The Huntsman Telescope was launched to study the deep skies and galaxy formation from Siding Spring Observatory

The first deep-sky telescope of its kind in the Southern Hemisphere is set to shed new light on some of the darkest parts of the universe, as it begins studies from western New Wales from the South

Developed by Macquarie University, the Huntsman Telescope has been unveiled at Siding Spring Observatory, located among the mountains of the Warrumbungle Range near Coonabarabran.

Sarah Caddy, a member of the project team, said the design of the Huntsman allowed for highly specialized research into the formation and evolution of galaxies.

“When we’re looking for very faint objects, things with low surface brightness, we want to collect as much light as possible,” he said.

Built almost entirely from off-the-shelf technology, the Huntsman’s “eyes” are 10 Canon-made telephoto lenses. (ABC Western Plains: Nic Healey)

“With traditional mirror-based telescopes, they can scatter the light into parts of the field of view that we don’t want … it makes it very difficult to find these really faint things around galaxies.

“What we do is we have 10 lenses, all looking at the same point in the sky. We stack those images together to get as much light as possible.”

Built almost entirely from off-the-shelf technology, the Huntsman’s “eyes” are 10 commercially available telephoto lenses made by Canon.

It is similar in design to the Dragonfly Telescope Array designed by astronomers at Yale University, but there is none like it in the Southern Hemisphere.

The big questions

Huntsman’s team is looking for these faint objects “to try to understand how our universe evolves”, Ms Caddy said.

“When two galaxies collide, you end up with a lot of debris, and the gas and stars are stripped from the galaxy itself and are very, very faint.”

The Huntsman telescope allows researchers to look around the edges of galaxies and search for this faint debris, to reconstruct how galaxies collide and what it looks like.

“This helps us understand how the universe went from small, scattered things to larger galaxies, like spiral galaxies, like the Milky Way, and even Andromeda,” Caddy said.

Another member of the Huntsman team is Jaime Alvarado-Montes, PhD fellow at Macquarie.

The Huntsman telescope is the first of its kind in the southern hemisphere. (ABC Western Plains: Nic Healey)

He is using the telescope to search for exoplanets, planets outside our solar system.

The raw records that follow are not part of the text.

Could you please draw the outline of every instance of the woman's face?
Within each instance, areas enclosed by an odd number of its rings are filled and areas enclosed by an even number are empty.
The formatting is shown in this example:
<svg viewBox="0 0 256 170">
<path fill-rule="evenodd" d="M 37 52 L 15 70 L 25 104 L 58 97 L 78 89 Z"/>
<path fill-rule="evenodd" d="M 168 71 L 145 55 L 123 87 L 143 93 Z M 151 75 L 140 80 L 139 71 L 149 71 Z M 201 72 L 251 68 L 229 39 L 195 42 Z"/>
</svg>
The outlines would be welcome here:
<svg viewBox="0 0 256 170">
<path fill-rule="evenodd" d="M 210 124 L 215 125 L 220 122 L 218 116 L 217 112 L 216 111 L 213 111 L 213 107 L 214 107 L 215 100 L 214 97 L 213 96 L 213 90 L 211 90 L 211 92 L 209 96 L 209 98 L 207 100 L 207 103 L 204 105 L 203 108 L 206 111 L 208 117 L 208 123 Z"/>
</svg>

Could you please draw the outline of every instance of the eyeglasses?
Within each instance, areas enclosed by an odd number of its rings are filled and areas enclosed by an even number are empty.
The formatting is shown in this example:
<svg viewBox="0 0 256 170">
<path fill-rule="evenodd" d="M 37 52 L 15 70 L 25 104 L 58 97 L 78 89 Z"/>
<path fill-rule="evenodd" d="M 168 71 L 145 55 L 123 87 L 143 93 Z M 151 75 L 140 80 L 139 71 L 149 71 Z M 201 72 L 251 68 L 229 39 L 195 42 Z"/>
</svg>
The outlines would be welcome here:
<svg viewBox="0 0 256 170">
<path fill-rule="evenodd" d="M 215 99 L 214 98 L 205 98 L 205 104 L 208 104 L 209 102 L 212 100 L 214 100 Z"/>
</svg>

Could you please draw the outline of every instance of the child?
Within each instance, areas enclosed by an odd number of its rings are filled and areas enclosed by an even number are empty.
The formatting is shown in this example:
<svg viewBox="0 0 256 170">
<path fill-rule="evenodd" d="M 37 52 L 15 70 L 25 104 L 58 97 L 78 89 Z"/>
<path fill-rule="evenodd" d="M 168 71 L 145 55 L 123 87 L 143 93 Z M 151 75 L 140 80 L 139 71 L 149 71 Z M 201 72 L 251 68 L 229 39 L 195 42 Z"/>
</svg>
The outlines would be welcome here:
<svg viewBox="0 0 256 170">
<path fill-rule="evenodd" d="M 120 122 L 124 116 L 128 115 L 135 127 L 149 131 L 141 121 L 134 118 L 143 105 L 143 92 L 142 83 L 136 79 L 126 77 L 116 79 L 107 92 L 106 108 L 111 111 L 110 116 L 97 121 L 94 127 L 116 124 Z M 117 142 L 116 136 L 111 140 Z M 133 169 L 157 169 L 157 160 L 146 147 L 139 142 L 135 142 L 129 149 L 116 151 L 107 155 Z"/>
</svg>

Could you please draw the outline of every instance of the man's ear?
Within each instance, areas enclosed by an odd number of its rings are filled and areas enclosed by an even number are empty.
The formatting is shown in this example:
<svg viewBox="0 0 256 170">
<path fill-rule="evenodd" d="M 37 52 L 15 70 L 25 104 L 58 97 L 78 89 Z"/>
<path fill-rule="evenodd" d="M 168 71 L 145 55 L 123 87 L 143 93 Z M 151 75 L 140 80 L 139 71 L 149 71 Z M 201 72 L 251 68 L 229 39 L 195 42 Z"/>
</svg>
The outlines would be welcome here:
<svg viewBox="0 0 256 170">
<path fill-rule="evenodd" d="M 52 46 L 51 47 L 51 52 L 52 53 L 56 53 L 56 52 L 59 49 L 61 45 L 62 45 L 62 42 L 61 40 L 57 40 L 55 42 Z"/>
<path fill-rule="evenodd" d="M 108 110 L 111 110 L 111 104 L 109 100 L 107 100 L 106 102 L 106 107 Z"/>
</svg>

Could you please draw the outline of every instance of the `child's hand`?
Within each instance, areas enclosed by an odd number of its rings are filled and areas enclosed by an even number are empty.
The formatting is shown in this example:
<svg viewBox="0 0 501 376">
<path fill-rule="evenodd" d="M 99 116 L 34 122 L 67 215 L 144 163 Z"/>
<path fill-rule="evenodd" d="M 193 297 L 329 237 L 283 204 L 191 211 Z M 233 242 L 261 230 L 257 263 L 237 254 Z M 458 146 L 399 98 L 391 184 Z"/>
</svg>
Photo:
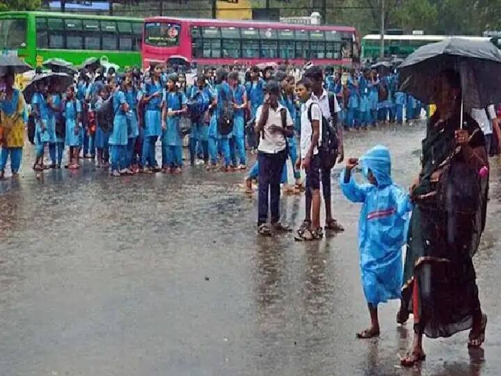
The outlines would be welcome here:
<svg viewBox="0 0 501 376">
<path fill-rule="evenodd" d="M 349 170 L 353 169 L 358 165 L 358 158 L 348 158 L 347 160 L 347 169 Z"/>
</svg>

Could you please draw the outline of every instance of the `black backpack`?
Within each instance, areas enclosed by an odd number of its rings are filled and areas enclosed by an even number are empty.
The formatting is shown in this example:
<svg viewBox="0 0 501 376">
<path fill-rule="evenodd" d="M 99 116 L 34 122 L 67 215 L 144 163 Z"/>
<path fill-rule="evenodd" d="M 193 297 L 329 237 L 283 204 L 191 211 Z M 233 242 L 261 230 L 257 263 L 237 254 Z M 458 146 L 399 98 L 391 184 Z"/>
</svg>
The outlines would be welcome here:
<svg viewBox="0 0 501 376">
<path fill-rule="evenodd" d="M 228 98 L 226 92 L 223 90 L 223 98 L 221 107 L 221 111 L 218 116 L 218 132 L 223 136 L 231 133 L 233 130 L 233 116 L 234 109 L 233 108 L 232 97 Z"/>
<path fill-rule="evenodd" d="M 310 123 L 312 122 L 311 107 L 313 103 L 310 104 L 308 109 L 308 116 Z M 331 107 L 331 101 L 329 101 L 329 107 Z M 335 108 L 333 107 L 331 111 L 334 110 Z M 321 113 L 321 110 L 320 110 L 320 112 Z M 335 128 L 323 114 L 321 126 L 322 131 L 320 135 L 321 142 L 320 145 L 317 147 L 319 156 L 320 157 L 321 166 L 323 169 L 331 169 L 334 167 L 336 160 L 337 159 L 337 147 L 339 146 L 337 133 L 336 132 Z"/>
<path fill-rule="evenodd" d="M 113 128 L 115 111 L 113 109 L 113 95 L 101 103 L 101 107 L 95 110 L 97 124 L 104 133 L 109 133 Z"/>
</svg>

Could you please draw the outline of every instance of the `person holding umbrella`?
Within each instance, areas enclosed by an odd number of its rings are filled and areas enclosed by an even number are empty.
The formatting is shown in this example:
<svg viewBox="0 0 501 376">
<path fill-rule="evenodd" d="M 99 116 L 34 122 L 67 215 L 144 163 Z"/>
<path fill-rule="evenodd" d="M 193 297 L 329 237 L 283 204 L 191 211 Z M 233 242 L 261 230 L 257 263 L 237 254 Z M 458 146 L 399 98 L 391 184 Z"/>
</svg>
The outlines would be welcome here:
<svg viewBox="0 0 501 376">
<path fill-rule="evenodd" d="M 0 81 L 0 179 L 4 176 L 7 159 L 10 156 L 13 176 L 17 176 L 24 146 L 24 97 L 14 88 L 14 73 L 7 73 Z"/>
<path fill-rule="evenodd" d="M 412 313 L 414 338 L 404 366 L 424 359 L 423 334 L 470 329 L 468 347 L 485 340 L 487 316 L 472 259 L 485 226 L 488 161 L 484 136 L 468 113 L 500 101 L 500 75 L 501 52 L 493 45 L 460 38 L 421 47 L 401 66 L 402 91 L 437 108 L 409 189 L 414 205 L 397 322 Z"/>
</svg>

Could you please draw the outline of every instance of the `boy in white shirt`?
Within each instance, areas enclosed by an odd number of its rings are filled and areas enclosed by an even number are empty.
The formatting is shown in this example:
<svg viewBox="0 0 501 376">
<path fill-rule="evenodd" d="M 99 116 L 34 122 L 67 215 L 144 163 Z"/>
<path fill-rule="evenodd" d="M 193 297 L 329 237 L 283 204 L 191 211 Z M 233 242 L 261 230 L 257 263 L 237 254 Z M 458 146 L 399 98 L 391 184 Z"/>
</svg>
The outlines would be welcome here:
<svg viewBox="0 0 501 376">
<path fill-rule="evenodd" d="M 312 197 L 311 224 L 309 228 L 301 226 L 297 230 L 296 240 L 313 240 L 322 237 L 320 228 L 320 157 L 318 153 L 322 114 L 318 102 L 312 97 L 311 81 L 307 78 L 301 79 L 296 84 L 296 94 L 303 103 L 300 157 L 296 166 L 298 169 L 303 167 L 306 171 L 306 189 L 310 190 Z"/>
</svg>

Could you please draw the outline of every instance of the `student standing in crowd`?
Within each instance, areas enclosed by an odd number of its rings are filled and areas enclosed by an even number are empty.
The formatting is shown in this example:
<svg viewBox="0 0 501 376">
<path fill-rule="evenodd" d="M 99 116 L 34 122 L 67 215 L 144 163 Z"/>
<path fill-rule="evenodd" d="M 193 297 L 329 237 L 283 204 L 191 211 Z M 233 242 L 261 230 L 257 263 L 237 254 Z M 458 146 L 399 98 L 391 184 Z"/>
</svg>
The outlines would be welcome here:
<svg viewBox="0 0 501 376">
<path fill-rule="evenodd" d="M 306 214 L 311 222 L 298 230 L 296 240 L 313 240 L 322 237 L 320 227 L 320 157 L 318 154 L 320 134 L 321 134 L 322 113 L 318 102 L 312 97 L 312 84 L 308 78 L 299 80 L 296 93 L 303 103 L 301 107 L 301 127 L 300 155 L 296 167 L 306 171 L 306 191 L 310 197 L 310 210 Z M 308 207 L 307 209 L 308 210 Z"/>
<path fill-rule="evenodd" d="M 267 83 L 267 98 L 256 112 L 255 134 L 259 135 L 259 195 L 257 231 L 270 235 L 272 230 L 290 231 L 280 223 L 280 180 L 287 157 L 286 137 L 294 134 L 294 123 L 287 109 L 278 102 L 280 88 L 276 81 Z M 269 200 L 268 195 L 269 193 Z M 271 209 L 271 226 L 268 208 Z"/>
<path fill-rule="evenodd" d="M 141 153 L 141 172 L 158 172 L 155 159 L 155 143 L 161 134 L 162 83 L 161 65 L 152 72 L 151 80 L 144 85 L 143 100 L 145 104 L 144 139 Z M 147 166 L 147 163 L 148 165 Z"/>
<path fill-rule="evenodd" d="M 0 179 L 5 175 L 7 160 L 10 156 L 10 171 L 17 176 L 24 146 L 24 97 L 14 88 L 14 74 L 8 72 L 1 79 L 0 92 Z"/>
<path fill-rule="evenodd" d="M 84 143 L 84 130 L 81 124 L 82 102 L 77 99 L 72 86 L 66 89 L 63 117 L 66 125 L 65 143 L 68 146 L 68 160 L 65 167 L 74 170 L 80 167 L 79 158 Z"/>
<path fill-rule="evenodd" d="M 247 108 L 247 93 L 240 84 L 238 72 L 233 71 L 228 75 L 228 83 L 232 91 L 234 102 L 233 137 L 231 139 L 232 164 L 240 170 L 247 168 L 245 150 L 245 109 Z M 237 164 L 237 156 L 239 164 Z"/>
<path fill-rule="evenodd" d="M 178 91 L 177 76 L 167 78 L 162 114 L 162 172 L 180 173 L 182 170 L 182 139 L 180 130 L 181 116 L 186 112 L 187 100 L 184 93 Z"/>
<path fill-rule="evenodd" d="M 338 139 L 338 162 L 341 162 L 344 158 L 344 150 L 343 146 L 343 134 L 342 127 L 337 124 L 337 113 L 340 109 L 335 95 L 329 95 L 324 88 L 322 84 L 324 82 L 324 73 L 319 67 L 311 67 L 305 72 L 304 77 L 311 81 L 312 85 L 312 98 L 318 102 L 321 111 L 322 116 L 335 127 Z M 326 230 L 333 230 L 334 231 L 343 231 L 343 227 L 337 223 L 333 218 L 332 214 L 332 205 L 331 203 L 331 172 L 330 169 L 322 169 L 321 173 L 322 192 L 324 194 L 324 201 L 325 203 L 326 212 Z M 308 228 L 311 224 L 311 219 L 310 214 L 311 212 L 312 197 L 311 194 L 308 190 L 306 194 L 306 217 L 302 225 L 302 227 Z"/>
</svg>

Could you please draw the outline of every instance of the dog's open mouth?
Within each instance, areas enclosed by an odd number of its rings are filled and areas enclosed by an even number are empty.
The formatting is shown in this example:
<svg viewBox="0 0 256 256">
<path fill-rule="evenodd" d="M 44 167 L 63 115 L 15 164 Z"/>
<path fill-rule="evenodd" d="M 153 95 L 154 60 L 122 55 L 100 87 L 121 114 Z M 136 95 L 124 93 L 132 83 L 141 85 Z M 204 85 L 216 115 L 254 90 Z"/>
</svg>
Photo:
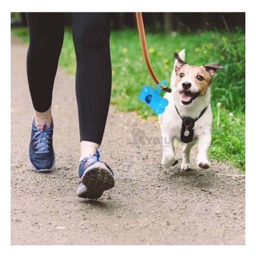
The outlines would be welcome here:
<svg viewBox="0 0 256 256">
<path fill-rule="evenodd" d="M 180 100 L 183 104 L 187 105 L 191 103 L 199 96 L 199 93 L 192 93 L 189 90 L 181 90 L 179 92 Z"/>
</svg>

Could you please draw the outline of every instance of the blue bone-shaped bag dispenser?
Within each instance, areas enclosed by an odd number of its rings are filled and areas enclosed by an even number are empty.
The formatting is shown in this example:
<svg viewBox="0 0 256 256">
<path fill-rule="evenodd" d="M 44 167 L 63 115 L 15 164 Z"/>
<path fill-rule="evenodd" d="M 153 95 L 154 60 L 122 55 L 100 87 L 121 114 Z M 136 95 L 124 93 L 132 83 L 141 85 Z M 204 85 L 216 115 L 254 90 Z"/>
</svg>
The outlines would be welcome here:
<svg viewBox="0 0 256 256">
<path fill-rule="evenodd" d="M 154 90 L 148 85 L 142 87 L 141 92 L 138 96 L 139 100 L 145 102 L 150 107 L 155 114 L 160 114 L 164 113 L 166 107 L 168 104 L 168 100 L 163 98 L 160 95 L 161 89 L 159 88 L 162 85 L 166 85 L 166 80 L 162 81 L 158 84 Z"/>
</svg>

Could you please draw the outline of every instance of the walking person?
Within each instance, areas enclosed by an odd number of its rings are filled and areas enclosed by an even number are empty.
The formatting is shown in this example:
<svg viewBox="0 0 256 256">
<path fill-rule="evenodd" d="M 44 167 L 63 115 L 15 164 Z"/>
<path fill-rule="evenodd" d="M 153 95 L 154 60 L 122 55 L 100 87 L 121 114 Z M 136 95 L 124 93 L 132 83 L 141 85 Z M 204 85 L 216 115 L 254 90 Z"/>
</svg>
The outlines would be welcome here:
<svg viewBox="0 0 256 256">
<path fill-rule="evenodd" d="M 29 158 L 36 171 L 48 172 L 55 164 L 51 104 L 64 16 L 61 13 L 27 13 L 26 17 L 27 77 L 34 108 Z M 112 170 L 99 160 L 111 94 L 110 14 L 76 13 L 72 19 L 81 150 L 77 195 L 97 199 L 114 184 Z"/>
</svg>

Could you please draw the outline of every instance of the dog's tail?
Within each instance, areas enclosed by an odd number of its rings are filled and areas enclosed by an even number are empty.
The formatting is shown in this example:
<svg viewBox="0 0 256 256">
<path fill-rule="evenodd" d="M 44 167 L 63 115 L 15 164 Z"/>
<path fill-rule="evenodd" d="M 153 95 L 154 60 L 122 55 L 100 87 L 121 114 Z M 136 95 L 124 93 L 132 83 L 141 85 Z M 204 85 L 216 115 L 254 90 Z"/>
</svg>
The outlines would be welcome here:
<svg viewBox="0 0 256 256">
<path fill-rule="evenodd" d="M 185 60 L 185 49 L 182 49 L 180 51 L 180 52 L 179 53 L 179 56 L 180 57 L 180 59 L 181 59 L 182 60 Z M 177 64 L 177 60 L 175 60 L 175 62 L 174 63 L 174 69 L 172 69 L 172 76 L 171 77 L 171 87 L 172 86 L 172 85 L 174 84 L 174 82 L 175 82 L 176 79 L 176 73 L 175 73 L 175 65 Z"/>
</svg>

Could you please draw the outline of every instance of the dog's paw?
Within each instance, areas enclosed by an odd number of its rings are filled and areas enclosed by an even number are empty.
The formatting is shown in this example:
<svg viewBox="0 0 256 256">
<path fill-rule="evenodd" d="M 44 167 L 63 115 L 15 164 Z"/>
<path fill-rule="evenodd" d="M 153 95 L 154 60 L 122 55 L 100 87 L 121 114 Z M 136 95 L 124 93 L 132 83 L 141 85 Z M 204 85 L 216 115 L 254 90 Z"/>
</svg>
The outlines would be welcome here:
<svg viewBox="0 0 256 256">
<path fill-rule="evenodd" d="M 181 171 L 191 171 L 191 167 L 189 164 L 181 163 Z"/>
<path fill-rule="evenodd" d="M 209 162 L 200 162 L 198 163 L 198 165 L 199 167 L 202 168 L 203 169 L 208 169 L 208 168 L 210 168 L 210 163 Z"/>
<path fill-rule="evenodd" d="M 174 166 L 178 163 L 177 159 L 175 158 L 168 158 L 167 157 L 163 157 L 162 159 L 161 164 L 165 168 L 168 168 L 171 166 Z"/>
</svg>

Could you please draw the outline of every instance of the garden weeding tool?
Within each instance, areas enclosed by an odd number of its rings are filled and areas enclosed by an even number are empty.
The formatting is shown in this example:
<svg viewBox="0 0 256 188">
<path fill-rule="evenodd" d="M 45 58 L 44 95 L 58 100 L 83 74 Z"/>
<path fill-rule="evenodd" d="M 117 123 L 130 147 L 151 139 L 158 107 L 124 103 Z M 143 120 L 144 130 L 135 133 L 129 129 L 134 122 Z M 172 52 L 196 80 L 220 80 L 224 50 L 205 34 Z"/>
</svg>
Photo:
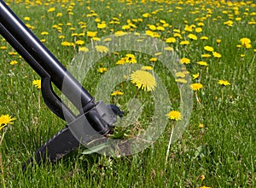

The multiple lenses allow it to reduce the amount of signal noise that comes from the atmosphere.

“It means I can observe these planets, not directly, but what we observe are these planets orbiting in front of the stars,” Alvarado-Montes said.

“You look for a dip in the stellar flux, in the light coming from the stars, that means there’s something orbiting the star and that something could be a planet.”

Capture of radio waves

Ms Caddy explained that the Huntsman could help with the study of Fast Radio Bursts (FRBs).

“As the name suggests, bursts of fast radio waves, a huge amount of energy, and we actually have no idea where they’re coming from,” he said.

The hunter approaches with the Parkes radio telescope. If Parkes detects an FRB when Huntsman looks at the same patch of sky, they share the data.

“If Parkes sees a radio burst, then we try to see if we can pick up the optical counterpart, which is the visual part of the spectrum that we can see,” Ms Caddy said.

“If we can capture something like that, it will really help us understand what these FRBs are.”

The Siding Spring Observatory in regional NSW is already home to more than 20 telescopes. (ABC Western Plains: Nic Healey)

Despite its deceptively simple construction, the Huntsman telescope packs some clever technology. Each of the 10 lenses has its own processing unit and can work independently of everything else or as a unit.

“They then send their images to the control computer and then when we stack them all together to create one image,” Ms Caddy said.

“But they’re also able to process the data in real time. If it sees something interesting, it’ll save that data and say, ‘Yeah, we’ve got something.'”

All that’s left now is for the team to finally let their baby Huntsman walk on his own.

“We’ve been spending a lot of time in the mountains up to this point,” said Mrs. Caddy.

“What we’re hoping now is that we can let the telescope go and do its thing, but now we’re like overprotective parents.”